- 3/4 cup flour
- 1 cup of regular sugar
- 1/4 cup unsweetened cocoa powder, sifted
- 1 teaspoon baking powder
- 1/4 tsp salt
- 4 ounces butter, melted
- 2 large free range eggs, beaten
- 2 teaspoons vanilla
- 1/2 cup chopped toasted pecans
- 2 handfuls of mini marshmallows
FOR THE fROSTING:
- 2 ounces butter, melted (1/4 cup)
- 1 ounce cocoa powder, sifted (1/4 cup)
- 2 ounces evaporated milk (1/4 cup)
- 1 cup powdered sugar, sifted (8 ounces)
HOW TO MAKE:
- Preheat the oven to 350º. Butter a 9 inch spring form pan set aside.
- Whisk together the flour, sugar, cocoa powder, baking powder and salt in a bowl. Beat together the butter, eggs and vanilla. Add to the dry ingredients and mix until smooth. Stir in the toasted nuts. Pour into the prepared pan.
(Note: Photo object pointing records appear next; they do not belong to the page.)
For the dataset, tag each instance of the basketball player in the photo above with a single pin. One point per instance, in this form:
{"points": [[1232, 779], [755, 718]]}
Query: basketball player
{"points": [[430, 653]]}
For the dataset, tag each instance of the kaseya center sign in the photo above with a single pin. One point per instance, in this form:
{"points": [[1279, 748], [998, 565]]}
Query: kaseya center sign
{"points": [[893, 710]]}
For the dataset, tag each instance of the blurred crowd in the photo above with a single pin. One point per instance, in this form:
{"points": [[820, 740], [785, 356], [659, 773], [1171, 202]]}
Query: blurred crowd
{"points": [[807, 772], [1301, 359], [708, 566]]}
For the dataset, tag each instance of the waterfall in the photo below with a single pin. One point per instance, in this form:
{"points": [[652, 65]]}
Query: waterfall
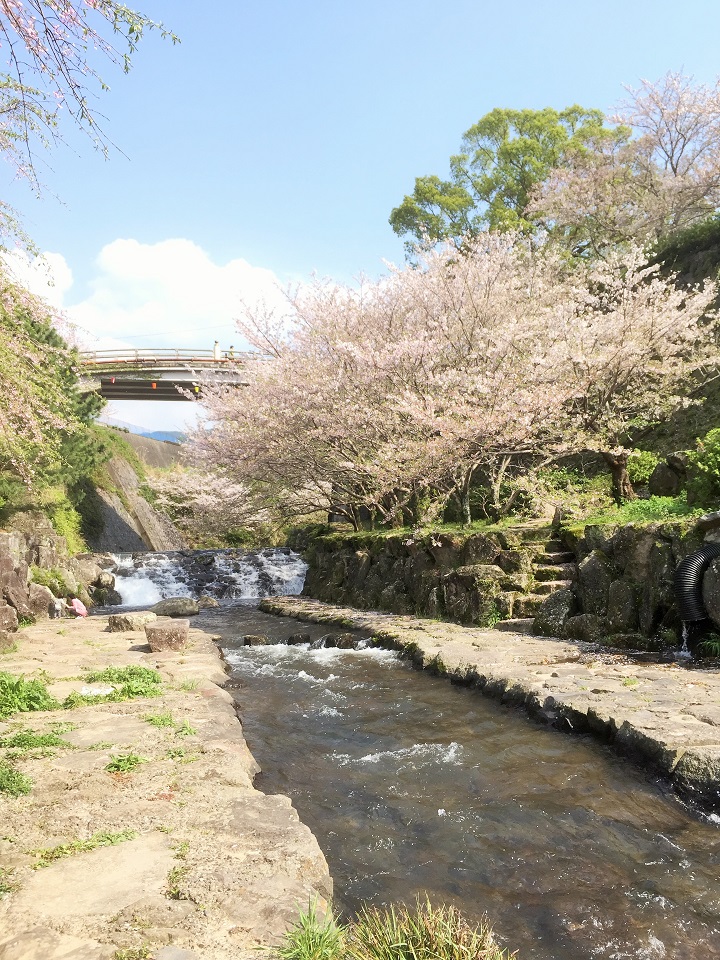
{"points": [[143, 579]]}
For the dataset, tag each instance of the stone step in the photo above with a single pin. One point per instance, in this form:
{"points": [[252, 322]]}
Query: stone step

- Bake on a middle shelf of the oven for 25 to 30 minutes, or until a toothpick inserted in the center comes out clean. Immediately sprinkle the marshmallows on top and return to the oven for a few minutes to melt the marshmallows. Remove from the oven and carefully spread the chocolate frosting over top.
- To make the chocolate frosting mix all ingredients together in a bowl, beating with an electric whisk until smooth and thick. Spread on the hot marshmallows. Let cool completely. Cut into wedges to serve.